I2C Random Freezing

Hello,
I built a prototype using an Arduino Mega with an OLED display, EEPROM, and temperature sensors on the same I2C bus. Everything works for a while, but after a few hours the bus hangs and the display stops updating.

I’m using 4.7k pull-ups and around 25 cm wires between boards.

Questions:

  1. What is the best way to recover a stuck I2C bus in software?
  2. Could bus capacitance be causing this issue?
  3. If I move this design to a PCB, should I keep SDA/SCL traces short and route them away from SPI signals?

Hi
I think, it is pointless to discuss electronics problem without a connect diagram.
Also showing your full code using a code tags will helps.

You are talking about I2C bus and SPI Port. Tell us cleary, how have you connected --
1. OLED using I2C bus or SPI Port?

2. What type of temperature sensor?

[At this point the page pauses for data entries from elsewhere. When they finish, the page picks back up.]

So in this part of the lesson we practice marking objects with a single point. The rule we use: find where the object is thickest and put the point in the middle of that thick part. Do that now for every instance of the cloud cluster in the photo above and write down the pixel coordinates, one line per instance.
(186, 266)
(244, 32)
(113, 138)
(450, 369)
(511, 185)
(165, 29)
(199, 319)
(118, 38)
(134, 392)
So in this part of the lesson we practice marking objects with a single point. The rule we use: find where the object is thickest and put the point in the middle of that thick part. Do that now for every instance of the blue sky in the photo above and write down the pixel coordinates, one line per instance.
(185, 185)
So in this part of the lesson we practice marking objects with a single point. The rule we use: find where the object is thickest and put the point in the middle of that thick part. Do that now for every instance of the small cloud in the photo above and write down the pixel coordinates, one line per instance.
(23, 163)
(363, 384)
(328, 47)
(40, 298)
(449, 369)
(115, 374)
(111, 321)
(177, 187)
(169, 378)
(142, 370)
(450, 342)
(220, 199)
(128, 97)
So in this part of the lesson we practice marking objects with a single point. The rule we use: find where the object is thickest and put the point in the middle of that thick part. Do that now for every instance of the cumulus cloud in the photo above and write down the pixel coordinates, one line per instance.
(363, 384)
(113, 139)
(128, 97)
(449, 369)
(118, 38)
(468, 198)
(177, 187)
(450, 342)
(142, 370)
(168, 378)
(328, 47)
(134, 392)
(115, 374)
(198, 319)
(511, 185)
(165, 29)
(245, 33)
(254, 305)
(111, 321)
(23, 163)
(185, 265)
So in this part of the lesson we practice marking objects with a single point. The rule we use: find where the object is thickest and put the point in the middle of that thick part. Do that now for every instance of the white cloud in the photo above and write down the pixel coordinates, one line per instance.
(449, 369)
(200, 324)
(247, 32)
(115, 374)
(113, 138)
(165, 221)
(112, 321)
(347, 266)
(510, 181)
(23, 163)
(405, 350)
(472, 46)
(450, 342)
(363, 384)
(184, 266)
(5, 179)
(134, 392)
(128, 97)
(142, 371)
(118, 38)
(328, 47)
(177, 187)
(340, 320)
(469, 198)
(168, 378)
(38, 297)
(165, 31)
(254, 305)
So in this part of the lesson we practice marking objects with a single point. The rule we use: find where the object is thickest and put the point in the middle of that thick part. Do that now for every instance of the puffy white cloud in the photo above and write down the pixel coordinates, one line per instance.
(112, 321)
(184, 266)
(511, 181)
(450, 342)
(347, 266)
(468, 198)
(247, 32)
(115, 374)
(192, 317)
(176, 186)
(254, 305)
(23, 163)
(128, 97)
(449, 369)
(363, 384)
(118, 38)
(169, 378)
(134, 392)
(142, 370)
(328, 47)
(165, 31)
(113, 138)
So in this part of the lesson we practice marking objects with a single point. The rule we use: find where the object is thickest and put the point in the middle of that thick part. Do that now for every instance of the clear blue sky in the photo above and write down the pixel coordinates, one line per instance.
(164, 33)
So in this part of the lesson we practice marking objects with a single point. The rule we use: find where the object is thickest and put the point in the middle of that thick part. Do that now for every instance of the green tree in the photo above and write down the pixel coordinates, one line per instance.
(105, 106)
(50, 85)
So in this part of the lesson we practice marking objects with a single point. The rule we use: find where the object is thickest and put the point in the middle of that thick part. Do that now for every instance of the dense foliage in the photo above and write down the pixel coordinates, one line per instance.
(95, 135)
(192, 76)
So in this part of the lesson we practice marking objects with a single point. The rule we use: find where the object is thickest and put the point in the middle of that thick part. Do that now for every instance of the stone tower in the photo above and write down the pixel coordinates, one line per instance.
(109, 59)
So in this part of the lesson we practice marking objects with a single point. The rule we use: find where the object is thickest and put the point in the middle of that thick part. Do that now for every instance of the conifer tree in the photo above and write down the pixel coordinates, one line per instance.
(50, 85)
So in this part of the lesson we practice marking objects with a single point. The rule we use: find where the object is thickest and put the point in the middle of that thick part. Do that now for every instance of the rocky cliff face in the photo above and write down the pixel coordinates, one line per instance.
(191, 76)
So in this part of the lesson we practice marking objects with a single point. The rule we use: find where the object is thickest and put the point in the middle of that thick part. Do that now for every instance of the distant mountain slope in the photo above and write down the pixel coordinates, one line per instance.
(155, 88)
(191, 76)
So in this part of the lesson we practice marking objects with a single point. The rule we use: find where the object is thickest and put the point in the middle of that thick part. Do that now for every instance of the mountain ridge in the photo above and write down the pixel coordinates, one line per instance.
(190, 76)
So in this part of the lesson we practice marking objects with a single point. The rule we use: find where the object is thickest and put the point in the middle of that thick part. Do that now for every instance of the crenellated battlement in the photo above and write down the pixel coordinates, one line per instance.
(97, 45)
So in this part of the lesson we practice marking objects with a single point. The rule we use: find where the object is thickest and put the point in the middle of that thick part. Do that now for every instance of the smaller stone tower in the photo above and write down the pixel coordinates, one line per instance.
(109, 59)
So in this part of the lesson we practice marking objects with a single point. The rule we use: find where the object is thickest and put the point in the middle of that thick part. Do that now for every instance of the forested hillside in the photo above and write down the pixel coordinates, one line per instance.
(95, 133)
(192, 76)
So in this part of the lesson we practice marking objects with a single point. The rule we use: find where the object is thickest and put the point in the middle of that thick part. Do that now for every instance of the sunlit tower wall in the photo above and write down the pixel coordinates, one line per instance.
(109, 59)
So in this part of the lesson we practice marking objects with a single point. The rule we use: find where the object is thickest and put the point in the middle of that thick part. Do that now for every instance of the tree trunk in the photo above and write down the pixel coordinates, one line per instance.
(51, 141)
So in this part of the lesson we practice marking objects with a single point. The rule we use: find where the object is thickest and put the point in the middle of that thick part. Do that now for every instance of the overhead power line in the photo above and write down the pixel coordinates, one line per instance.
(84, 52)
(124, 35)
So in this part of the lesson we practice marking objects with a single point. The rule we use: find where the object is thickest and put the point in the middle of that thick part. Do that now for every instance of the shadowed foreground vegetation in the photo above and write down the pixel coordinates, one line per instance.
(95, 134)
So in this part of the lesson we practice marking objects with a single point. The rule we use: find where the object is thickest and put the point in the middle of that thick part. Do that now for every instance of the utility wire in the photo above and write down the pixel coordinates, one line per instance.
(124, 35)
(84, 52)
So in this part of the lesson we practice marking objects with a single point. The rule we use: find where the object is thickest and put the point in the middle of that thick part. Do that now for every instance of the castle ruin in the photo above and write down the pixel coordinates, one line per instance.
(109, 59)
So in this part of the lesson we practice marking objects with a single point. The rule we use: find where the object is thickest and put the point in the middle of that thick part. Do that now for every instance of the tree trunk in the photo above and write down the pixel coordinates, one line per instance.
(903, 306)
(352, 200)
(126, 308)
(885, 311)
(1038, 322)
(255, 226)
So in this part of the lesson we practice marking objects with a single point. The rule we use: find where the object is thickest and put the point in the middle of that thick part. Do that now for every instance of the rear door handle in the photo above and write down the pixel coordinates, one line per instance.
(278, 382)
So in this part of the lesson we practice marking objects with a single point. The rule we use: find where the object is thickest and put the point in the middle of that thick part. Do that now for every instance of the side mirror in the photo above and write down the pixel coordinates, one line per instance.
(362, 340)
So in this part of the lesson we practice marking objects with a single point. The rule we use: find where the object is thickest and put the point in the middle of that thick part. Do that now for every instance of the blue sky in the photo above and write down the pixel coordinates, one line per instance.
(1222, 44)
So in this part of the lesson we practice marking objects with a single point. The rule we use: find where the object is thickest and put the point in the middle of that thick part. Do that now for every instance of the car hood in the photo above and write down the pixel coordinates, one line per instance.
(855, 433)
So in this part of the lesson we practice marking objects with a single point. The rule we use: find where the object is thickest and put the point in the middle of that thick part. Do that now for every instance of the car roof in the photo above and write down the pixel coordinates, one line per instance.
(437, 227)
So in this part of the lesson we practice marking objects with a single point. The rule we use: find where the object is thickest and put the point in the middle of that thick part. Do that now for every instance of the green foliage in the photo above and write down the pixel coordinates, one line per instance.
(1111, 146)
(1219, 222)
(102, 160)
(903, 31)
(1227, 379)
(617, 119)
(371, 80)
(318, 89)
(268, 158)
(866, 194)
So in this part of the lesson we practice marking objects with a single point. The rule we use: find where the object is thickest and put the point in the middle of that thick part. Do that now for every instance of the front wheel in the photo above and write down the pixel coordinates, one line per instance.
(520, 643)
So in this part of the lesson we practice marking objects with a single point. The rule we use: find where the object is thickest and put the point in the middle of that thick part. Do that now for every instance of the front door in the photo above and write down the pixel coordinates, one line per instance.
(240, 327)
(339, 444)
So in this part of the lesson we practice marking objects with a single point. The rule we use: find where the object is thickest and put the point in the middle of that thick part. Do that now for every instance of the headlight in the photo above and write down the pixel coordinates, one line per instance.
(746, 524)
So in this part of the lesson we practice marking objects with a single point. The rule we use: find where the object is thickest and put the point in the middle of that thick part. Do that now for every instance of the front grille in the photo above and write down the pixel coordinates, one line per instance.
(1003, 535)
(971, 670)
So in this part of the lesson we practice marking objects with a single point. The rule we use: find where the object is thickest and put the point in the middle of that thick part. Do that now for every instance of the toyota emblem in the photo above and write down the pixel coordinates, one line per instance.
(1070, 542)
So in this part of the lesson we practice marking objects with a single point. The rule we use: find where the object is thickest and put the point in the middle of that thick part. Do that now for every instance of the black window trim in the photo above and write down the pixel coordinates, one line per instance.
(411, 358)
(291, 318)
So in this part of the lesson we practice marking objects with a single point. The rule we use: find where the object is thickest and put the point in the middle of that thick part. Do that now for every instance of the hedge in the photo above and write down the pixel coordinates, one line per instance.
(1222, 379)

Have you conncted it using I2C bus or SPI Port or 1-wire bus?

3. Are you using internal EEPROM or exernal EEPROM? If external EEPROM, then what is its type? Whcih bus/port you have used to connect it with MEGA?

You can't

Could bus capacitance be causing this issue?

It could

If I move this design to a PCB, should I keep SDA/SCL traces short and route them away from SPI signals?

Yes.

  1. Best way to recover a stuck I2C bus?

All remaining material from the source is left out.